Katherine Pollard is Associate Investigator in the Gladstone Institutes and Associate Professor of Biostatistics at University of California, San Francisco. She is PI of a comparative genomics lab that develops statistical and computational methodology. Her research focuses on molecular evolution, in particular identification of genome sequences that differ significantly between or within species and their relationship to biomedical and ecological traits of interest.

Eisen Lab at UC Davis


Morgan Langille is a postdoctoral researcher who joined the iSEEM project in May 2009 and is studying gene and organism novelty.
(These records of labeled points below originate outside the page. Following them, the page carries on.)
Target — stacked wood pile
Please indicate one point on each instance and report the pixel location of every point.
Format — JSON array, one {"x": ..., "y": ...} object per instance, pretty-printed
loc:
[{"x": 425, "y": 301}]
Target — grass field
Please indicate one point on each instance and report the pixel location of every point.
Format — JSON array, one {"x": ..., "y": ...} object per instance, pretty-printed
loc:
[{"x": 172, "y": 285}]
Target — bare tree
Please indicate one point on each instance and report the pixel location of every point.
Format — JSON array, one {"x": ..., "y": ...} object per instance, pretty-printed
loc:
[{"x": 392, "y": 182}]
He received his PhD from Simon Fraser University in BC, Canada, where he studied and developed methods for the identification of genomics islands.
Srijak Bhatnagar is a bioinformatics engineer at the UC Davis Genome Center. He provides the bioinformatics infrastructure support for the iSEEM project. He received his M.S in Bioinformatics from Georgia Institute of Technology, where he was working with Dr. Joshua Weitz on clustering of metagenomics sequences.
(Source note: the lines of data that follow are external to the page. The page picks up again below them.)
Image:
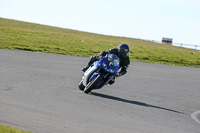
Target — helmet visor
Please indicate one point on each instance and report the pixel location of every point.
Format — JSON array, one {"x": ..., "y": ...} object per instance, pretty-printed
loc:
[{"x": 124, "y": 52}]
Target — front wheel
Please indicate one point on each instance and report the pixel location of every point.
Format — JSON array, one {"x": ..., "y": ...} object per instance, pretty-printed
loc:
[
  {"x": 92, "y": 84},
  {"x": 81, "y": 86}
]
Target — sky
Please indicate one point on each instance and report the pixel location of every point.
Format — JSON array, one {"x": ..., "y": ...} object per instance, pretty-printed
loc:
[{"x": 141, "y": 19}]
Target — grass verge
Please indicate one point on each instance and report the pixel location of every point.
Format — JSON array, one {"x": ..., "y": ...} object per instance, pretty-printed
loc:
[{"x": 19, "y": 35}]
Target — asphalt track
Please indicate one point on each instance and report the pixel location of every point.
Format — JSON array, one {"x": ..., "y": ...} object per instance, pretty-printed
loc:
[{"x": 39, "y": 93}]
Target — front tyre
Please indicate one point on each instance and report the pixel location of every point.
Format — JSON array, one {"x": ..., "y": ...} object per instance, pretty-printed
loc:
[
  {"x": 81, "y": 86},
  {"x": 92, "y": 84}
]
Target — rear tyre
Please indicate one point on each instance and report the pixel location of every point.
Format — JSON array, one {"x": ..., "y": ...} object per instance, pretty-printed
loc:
[
  {"x": 81, "y": 86},
  {"x": 92, "y": 84}
]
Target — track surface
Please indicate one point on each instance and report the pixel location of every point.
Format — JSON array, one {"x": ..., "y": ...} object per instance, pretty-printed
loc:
[{"x": 39, "y": 93}]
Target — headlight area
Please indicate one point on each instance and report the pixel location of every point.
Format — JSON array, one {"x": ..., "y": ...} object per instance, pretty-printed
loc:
[{"x": 110, "y": 70}]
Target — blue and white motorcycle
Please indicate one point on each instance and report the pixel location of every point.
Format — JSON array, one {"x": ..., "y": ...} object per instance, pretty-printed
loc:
[{"x": 100, "y": 73}]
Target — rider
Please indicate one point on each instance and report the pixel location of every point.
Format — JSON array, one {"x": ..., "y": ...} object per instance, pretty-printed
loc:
[{"x": 122, "y": 52}]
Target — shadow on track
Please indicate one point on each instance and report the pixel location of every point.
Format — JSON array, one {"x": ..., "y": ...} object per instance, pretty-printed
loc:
[{"x": 132, "y": 102}]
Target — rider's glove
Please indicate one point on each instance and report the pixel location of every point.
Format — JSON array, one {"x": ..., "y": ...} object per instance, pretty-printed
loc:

Dongying Wu is a Staff Scientist.
Guillaume Jospin is a bioinformatics engineer at the UC Davis Genome Center. He reveived his M.S in Bioinformatics from the Universite Paul Sabatier Toulouse III, France where he developed a storage and analysis platform for microarray data.


Jenna Morgan is a Graduate Student.
Amber Hartman is a Graduate Student.
Aaron Darling is an NSF Postdoctoral Fellow. In 2006 he received a Ph.D. in Computational Biology from the University of Wisconsin-Madison and spent two years of postdoctoral study on the beaches of Brisbane, Australia at the University of Queensland.

Green Lab at University of Oregon


Steven Kembel is a postdoctoral researcher with a background in quantitative ecology and evolutionary biology. He is interested in understanding patterns of, and the processes responsible for, the structure and function of ecological communities.
James O'Dwyer is a postdoctoral research associate in theoretical ecology, with a background in mathematical physics. After completing his PhD at the University of Cambridge, James joined the Green lab in August 2007, and spends most of his time trying to solve analytical models of ecological communities. On the theoretical side he is interested in neutral theory, spatial models and traits, and on the empirical side in developing new tools to analyze microbial metagenomic data.


Elizabeth Perry is a PhD student co-advised by Brendan Bohannan. She has a B.A. and M.A. in biology from Wesleyan University where she worked with Fred Cohan studying species concepts and speciation in Bacillus subtilis. She is interested in the interplay between ecological and evolutionary dynamics in microbial communities.
Jessica A Bryant is a research assistant. She has a M.A. in Ecology and Evolutionary Biology from the University of Oregon where she worked with Jessica Green developing a phylogenetic beta-diversity metric and studying microbial diversity across an elevation gradient.

Pollard Lab at UCSF


Joshua Ladau will begin work on the iSEEM project as a postdoctoral researcher with Katherine Pollard in mid-October, 2008. He received his Ph.D. from Cornell University in 2006, with a focus on ecology and statistics. His research centers on understanding the mechanisms structuring ecological communities through the development of optimal inferential methods.
Samantha Riesenfeld joined the iSEEM project in November 2008 as a Postdoctoral Fellow with Katherine Pollard at the Gladstone Institutes and UCSF. She received her Ph.D. in Computer Science from U.C. Berkeley, where her research focused on graph algorithms and discrete optimization. Currently, she is interested in developing new algorithms for analyzing microbial metagenomic data.
Thomas Sharpton

Wu Lab at University of Virginia

Martin Wu is a Staff Scientist.
Alex Koeppel joined the iSEEM project in November 2009 as a Postdoctoral Research Associate in Martin Wu's lab at UVA. His Ph.D. in Biology is from Wesleyan University in Middletown, CT. His research interests include species concepts, and the use of bioinformatic tools to identify the fundamental units of diversity within microbial communities.